As we see: detected traffic light has a generic “traffic light” label. This result is what we want to change to be more specific.

Image labeling

To retrain the model, we need to prepare the training data. For that, we can use any public data set like:

  1. https://www.uni-ulm.de/en/in/driveu/projects/driveu-traffic-light-dataset
  2. https://www.kaggle.com/mbornoe/lisa-traffic-light-dataset

Or we can create our own. If you decide to go this way, this process can be done in an automated way or manually. In case if we would like to do it manually, there are some tools which can help us, for example https://github.com/opencv/cvat.

Cvat UI:

label_creation

I like this tool because there is a possibility to run it inside a docker container without any extra installation steps, and it is easy to use.

After you finish, you can export results as COCO JSON format. And convert to TFRecords with https://github.com/tensorflow/models/blob/master/research/object_detection/dataset_tools/create_coco_tf_record.py.

Learning

This step is a crucial part of the whole process. At this step, we need to retrain our model to learn what is a traffic light color is. Luckily a lot of people did it already, and we can use their experience. One of the possible ways how to do it using Google Cloud is described here.

You need to adjust the process for your needs, and that’s all. In the end, you will have a new model which then you can use for your needs.

The precision and speed of learning depend on your model setting.
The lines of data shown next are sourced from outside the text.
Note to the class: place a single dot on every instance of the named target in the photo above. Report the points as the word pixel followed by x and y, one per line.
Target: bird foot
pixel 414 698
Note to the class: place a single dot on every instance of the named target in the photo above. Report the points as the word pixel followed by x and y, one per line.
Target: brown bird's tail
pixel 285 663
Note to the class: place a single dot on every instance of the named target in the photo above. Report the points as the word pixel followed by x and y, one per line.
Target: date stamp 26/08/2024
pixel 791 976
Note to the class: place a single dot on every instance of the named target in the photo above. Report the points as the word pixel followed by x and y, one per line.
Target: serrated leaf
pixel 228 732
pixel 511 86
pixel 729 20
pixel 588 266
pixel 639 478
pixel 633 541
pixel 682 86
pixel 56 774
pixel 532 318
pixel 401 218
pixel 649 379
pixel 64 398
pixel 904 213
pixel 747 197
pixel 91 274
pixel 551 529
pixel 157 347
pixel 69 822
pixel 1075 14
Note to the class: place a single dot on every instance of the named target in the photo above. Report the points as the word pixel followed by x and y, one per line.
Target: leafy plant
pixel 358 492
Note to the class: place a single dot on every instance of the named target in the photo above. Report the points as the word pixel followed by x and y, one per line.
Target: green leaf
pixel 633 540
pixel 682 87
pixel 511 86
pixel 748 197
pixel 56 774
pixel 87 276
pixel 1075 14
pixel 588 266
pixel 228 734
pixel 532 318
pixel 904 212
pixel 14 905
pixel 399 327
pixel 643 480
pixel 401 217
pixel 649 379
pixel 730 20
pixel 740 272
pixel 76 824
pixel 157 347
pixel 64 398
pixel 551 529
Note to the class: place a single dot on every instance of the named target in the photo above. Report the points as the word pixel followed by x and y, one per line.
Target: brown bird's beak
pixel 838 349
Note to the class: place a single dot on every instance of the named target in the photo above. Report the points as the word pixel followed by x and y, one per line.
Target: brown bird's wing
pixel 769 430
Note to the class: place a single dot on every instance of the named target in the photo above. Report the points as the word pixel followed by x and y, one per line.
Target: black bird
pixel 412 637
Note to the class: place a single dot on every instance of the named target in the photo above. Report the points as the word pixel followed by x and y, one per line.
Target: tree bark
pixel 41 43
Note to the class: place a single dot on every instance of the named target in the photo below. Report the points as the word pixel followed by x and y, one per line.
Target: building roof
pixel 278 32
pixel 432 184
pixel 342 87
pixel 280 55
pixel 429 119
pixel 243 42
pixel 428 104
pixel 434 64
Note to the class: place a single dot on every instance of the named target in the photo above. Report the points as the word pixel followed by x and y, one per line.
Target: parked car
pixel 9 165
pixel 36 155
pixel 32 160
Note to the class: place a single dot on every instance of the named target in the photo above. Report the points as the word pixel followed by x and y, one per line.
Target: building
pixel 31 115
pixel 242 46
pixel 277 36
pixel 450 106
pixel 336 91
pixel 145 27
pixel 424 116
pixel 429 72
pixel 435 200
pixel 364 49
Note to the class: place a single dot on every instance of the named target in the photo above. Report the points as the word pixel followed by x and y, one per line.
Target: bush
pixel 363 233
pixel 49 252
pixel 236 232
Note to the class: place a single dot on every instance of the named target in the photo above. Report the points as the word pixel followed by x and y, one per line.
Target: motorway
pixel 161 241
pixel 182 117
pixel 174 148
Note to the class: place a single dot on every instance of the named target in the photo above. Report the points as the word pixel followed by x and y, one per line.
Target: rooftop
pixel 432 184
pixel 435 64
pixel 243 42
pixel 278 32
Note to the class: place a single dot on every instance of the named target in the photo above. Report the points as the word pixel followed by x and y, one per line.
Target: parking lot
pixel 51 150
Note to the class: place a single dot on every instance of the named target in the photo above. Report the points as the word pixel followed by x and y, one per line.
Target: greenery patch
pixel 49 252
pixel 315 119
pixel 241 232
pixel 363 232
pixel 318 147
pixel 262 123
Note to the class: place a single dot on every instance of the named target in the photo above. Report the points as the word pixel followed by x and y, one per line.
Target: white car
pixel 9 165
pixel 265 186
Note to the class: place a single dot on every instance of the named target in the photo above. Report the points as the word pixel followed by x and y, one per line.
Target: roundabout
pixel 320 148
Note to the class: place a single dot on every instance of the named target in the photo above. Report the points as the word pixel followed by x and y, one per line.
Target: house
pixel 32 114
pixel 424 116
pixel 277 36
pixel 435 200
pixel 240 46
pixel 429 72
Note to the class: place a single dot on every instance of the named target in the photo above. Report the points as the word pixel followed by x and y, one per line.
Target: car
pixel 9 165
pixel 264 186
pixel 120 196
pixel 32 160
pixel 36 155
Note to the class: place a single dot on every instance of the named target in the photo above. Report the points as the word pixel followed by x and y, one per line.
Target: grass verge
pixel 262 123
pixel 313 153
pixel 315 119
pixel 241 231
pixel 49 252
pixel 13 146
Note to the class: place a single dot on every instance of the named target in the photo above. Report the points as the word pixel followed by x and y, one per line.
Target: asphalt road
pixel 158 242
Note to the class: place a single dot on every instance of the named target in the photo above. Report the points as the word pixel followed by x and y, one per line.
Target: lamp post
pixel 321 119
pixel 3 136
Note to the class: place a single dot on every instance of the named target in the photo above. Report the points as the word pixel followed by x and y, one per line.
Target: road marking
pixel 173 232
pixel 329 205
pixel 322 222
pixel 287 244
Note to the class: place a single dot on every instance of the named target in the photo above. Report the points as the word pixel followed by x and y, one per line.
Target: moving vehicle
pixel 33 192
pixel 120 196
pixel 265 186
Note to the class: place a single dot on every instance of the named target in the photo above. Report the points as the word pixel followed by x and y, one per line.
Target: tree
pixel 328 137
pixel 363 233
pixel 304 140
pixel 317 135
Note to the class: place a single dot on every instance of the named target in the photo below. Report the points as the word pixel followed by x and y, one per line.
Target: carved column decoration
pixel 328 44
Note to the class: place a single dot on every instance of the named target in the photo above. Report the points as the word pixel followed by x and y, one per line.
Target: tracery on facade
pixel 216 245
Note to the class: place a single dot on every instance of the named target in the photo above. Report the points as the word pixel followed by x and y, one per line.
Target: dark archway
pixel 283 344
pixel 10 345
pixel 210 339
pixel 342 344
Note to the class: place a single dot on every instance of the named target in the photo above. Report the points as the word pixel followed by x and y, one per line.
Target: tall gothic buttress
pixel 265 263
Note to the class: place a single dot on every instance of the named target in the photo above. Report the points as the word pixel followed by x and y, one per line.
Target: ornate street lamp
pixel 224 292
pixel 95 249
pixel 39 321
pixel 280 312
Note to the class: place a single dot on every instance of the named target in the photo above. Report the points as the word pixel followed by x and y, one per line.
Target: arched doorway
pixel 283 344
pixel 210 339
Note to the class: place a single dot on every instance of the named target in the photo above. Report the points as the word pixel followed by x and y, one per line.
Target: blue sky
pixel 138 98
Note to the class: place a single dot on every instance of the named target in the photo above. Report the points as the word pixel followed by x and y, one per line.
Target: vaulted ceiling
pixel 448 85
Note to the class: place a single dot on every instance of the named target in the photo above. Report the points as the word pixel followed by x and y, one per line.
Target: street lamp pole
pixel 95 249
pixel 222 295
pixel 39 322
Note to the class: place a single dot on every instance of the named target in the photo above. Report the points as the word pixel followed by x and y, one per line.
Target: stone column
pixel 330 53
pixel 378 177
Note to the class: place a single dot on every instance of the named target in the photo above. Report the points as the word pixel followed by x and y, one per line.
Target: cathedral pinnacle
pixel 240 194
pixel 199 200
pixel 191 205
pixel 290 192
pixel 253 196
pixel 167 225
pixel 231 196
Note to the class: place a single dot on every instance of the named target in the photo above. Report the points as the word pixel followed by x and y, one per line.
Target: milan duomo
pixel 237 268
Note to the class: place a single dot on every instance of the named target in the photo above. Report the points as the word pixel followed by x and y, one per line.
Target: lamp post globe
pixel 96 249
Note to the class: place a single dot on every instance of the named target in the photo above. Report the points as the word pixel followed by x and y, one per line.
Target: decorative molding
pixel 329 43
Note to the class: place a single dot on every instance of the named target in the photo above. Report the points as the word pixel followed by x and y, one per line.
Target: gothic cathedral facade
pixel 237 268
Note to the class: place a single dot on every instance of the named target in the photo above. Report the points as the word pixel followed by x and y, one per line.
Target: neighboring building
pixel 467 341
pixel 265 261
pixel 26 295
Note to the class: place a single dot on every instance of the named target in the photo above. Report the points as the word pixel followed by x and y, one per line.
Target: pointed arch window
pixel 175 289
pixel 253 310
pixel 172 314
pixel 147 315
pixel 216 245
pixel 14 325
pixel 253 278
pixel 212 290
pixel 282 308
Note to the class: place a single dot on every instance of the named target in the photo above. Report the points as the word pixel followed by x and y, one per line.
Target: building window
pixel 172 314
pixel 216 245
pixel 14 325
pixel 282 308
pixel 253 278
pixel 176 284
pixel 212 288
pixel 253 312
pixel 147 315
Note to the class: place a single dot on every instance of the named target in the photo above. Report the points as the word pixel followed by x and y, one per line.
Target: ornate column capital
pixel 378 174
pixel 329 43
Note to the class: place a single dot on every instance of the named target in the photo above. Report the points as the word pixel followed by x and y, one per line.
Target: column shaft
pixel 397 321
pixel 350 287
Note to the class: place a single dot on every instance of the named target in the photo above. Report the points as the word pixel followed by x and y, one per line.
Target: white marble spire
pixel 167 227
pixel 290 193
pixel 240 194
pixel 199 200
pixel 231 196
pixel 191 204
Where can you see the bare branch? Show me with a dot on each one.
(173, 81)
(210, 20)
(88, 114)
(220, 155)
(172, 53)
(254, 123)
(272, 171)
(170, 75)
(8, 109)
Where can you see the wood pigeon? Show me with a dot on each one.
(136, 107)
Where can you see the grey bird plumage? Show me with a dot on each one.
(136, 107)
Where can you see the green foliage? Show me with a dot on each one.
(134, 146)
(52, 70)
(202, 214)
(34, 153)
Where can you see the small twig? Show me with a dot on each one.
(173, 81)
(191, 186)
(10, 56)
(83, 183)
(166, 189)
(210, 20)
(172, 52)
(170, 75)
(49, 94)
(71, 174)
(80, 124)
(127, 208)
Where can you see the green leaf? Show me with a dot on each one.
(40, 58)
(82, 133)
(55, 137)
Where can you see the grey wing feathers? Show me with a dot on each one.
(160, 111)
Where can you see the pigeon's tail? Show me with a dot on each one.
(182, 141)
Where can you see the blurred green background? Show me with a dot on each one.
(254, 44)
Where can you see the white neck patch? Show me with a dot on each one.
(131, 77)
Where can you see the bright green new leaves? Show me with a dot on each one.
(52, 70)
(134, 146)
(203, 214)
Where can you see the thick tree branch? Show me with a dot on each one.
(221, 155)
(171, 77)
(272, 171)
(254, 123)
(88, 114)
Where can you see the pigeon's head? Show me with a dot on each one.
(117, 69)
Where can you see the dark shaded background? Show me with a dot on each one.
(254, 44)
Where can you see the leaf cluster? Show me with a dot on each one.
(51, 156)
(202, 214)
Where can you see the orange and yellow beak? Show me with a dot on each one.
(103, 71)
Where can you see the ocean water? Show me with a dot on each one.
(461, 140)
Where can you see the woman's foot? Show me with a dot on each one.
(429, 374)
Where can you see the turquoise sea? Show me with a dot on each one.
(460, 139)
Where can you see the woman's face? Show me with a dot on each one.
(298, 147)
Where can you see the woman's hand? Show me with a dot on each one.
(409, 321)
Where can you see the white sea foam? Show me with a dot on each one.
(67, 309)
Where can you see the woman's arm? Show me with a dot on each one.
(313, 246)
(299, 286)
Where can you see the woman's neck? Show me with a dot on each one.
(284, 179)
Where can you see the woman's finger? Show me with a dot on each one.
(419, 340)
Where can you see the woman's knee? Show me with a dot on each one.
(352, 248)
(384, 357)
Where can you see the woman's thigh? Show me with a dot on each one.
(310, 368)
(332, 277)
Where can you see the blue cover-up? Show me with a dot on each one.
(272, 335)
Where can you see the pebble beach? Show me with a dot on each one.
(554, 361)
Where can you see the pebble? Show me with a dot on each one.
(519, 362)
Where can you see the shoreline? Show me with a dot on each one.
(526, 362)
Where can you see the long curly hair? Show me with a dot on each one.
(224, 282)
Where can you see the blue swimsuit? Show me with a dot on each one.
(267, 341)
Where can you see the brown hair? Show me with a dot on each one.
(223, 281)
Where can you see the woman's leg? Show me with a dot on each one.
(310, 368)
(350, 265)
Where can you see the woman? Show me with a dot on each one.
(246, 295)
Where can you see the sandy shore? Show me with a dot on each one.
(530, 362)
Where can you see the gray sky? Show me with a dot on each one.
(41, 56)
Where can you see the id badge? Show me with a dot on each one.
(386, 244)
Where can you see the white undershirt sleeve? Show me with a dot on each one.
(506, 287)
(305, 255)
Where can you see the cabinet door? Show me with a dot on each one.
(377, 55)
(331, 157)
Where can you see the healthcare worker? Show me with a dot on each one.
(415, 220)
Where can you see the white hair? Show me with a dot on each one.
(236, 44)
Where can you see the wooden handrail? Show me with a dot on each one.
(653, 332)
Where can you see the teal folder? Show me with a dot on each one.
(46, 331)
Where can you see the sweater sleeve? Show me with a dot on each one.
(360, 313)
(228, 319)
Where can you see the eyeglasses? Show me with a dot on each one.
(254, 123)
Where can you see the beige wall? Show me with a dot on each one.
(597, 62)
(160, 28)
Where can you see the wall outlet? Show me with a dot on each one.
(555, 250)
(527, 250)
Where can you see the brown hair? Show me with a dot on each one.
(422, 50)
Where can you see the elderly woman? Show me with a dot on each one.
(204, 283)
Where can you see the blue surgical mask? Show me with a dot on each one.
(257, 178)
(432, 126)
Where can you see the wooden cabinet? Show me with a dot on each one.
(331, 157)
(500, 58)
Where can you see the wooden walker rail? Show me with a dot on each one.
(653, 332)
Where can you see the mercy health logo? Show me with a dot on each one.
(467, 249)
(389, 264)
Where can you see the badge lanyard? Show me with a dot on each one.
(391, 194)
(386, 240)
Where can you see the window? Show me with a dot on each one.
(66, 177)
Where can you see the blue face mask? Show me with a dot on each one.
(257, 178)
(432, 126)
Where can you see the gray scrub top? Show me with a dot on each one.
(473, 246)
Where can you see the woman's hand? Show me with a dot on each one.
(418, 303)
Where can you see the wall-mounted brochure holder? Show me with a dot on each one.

If you want to read more about, this might be a good starting point: detection_model_zoo

Validate and visualize the result

At the last step you, probably would like to see your new model in action, for that, we can use an already familiar ipynb file here. You will need to change a few things there:

  1. Test image
  2. Path to your labels map
  3. Path to the newly created frozen graph

For my example result looks like this:

green_detection

Looks pretty good!

Conclusion

This article was a brief overview of resources and approaches to transfer learning using existing AI tools. How, without an in-depth knowledge of Cloud Computing and Deep Learning in a short time, you can create an outstanding production-ready solution. Area of application is limited only by the imagination and passion for learning and creating.

Thank you for reading, and I wish you all the best!